Foreign Minister Tzipi Livni's ruling Kadima party retained a one-seat lead over Benjamin Netanyahu's right-wing Likud in the final results of Israel's general election, Israel Radio reported on Thursday.
The end count did nothing to change the confusing political picture that emerged on Tuesday night, however, or resolve a potentially paralysing dispute between the two main parties over who should rightfully head the next government.
Former premier Netanyahu is unlikely to drop the claim he has made since Tuesday's vote that he, not Ms Livni, should be given the first chance to form a coalition government, because parliament has a broad right-wing majority that would back him.
More than 150,000 ballots from military bases, prisons and Israeli diplomatic missions still had to be counted after the bulk of civilian votes in Tuesday's national poll delivered Ms Livni's slim majority over Mr Netanyahu's Likud.
In the end, the Israel Elections Committee confirmed that Ms Livni's Kadima party took 28 seats in the 120-seat Knesset, while Likud secured 27 seats, dashing Mr Netanyahu's hopes that the final count could swing the result his way.
But the lineup of smaller parties was also largely unchanged, and here the numbers were in his favour.
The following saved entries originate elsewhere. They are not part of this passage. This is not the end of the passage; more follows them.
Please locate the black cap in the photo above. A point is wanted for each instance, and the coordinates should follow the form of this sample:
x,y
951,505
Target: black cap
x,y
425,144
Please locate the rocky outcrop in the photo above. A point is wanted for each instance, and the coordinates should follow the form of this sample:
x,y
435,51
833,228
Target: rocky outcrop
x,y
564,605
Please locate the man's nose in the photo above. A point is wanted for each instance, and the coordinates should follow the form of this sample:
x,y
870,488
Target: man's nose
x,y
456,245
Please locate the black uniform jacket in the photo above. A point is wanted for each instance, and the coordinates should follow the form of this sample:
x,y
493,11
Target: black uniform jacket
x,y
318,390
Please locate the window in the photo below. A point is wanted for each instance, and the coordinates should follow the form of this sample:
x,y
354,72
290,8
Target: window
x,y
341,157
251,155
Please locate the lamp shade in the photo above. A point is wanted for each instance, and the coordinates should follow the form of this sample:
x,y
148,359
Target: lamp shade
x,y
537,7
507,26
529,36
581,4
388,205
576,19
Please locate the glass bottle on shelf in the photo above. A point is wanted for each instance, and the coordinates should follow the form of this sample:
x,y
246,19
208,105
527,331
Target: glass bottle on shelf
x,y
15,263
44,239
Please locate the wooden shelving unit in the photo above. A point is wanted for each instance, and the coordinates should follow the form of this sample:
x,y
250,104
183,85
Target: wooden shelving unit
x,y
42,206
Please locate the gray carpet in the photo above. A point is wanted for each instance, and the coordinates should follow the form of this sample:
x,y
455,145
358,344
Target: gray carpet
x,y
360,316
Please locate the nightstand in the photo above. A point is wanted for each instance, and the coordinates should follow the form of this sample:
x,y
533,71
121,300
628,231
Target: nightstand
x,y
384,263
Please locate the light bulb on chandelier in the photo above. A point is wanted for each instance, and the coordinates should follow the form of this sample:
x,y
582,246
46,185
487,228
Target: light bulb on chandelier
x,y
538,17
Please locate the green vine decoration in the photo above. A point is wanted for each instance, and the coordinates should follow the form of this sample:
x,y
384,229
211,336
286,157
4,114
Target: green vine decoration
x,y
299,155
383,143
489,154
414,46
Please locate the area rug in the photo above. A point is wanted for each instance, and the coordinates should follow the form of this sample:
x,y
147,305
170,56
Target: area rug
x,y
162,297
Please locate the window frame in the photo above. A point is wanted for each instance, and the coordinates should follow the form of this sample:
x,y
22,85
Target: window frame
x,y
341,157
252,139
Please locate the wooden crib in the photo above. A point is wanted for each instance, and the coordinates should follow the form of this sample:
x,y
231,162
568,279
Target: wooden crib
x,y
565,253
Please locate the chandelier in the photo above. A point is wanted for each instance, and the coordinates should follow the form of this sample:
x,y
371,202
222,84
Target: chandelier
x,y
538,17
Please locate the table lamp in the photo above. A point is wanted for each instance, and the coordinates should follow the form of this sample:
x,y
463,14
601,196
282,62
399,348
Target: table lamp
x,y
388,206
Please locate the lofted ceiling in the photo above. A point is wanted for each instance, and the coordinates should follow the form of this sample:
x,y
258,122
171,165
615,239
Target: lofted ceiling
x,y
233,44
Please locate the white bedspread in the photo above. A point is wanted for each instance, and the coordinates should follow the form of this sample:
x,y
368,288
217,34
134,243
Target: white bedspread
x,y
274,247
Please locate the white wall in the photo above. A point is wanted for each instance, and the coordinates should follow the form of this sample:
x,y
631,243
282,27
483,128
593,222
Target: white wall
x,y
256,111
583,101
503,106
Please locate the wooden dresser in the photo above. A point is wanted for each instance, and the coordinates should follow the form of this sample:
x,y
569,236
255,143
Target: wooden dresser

Avigdor Lieberman's far-right Yisrael Beiteinu (Our Home is Israel) won 15 seats, and the ultra-Orthodox Shas party has 11 seats, while left-wing Labour took just 13. Mr Netanyahu says this gives him a better chance of forming a coalition than Ms Livni.
Attention is now on President Shimon Peres, who has nearly two weeks to decide which parliamentarian to ask to form a government. By tradition, it has been the leader of the biggest party in parliament. But the results showed parties to the right of Kadima have 65 seats compared to 55 for Kadima and the left.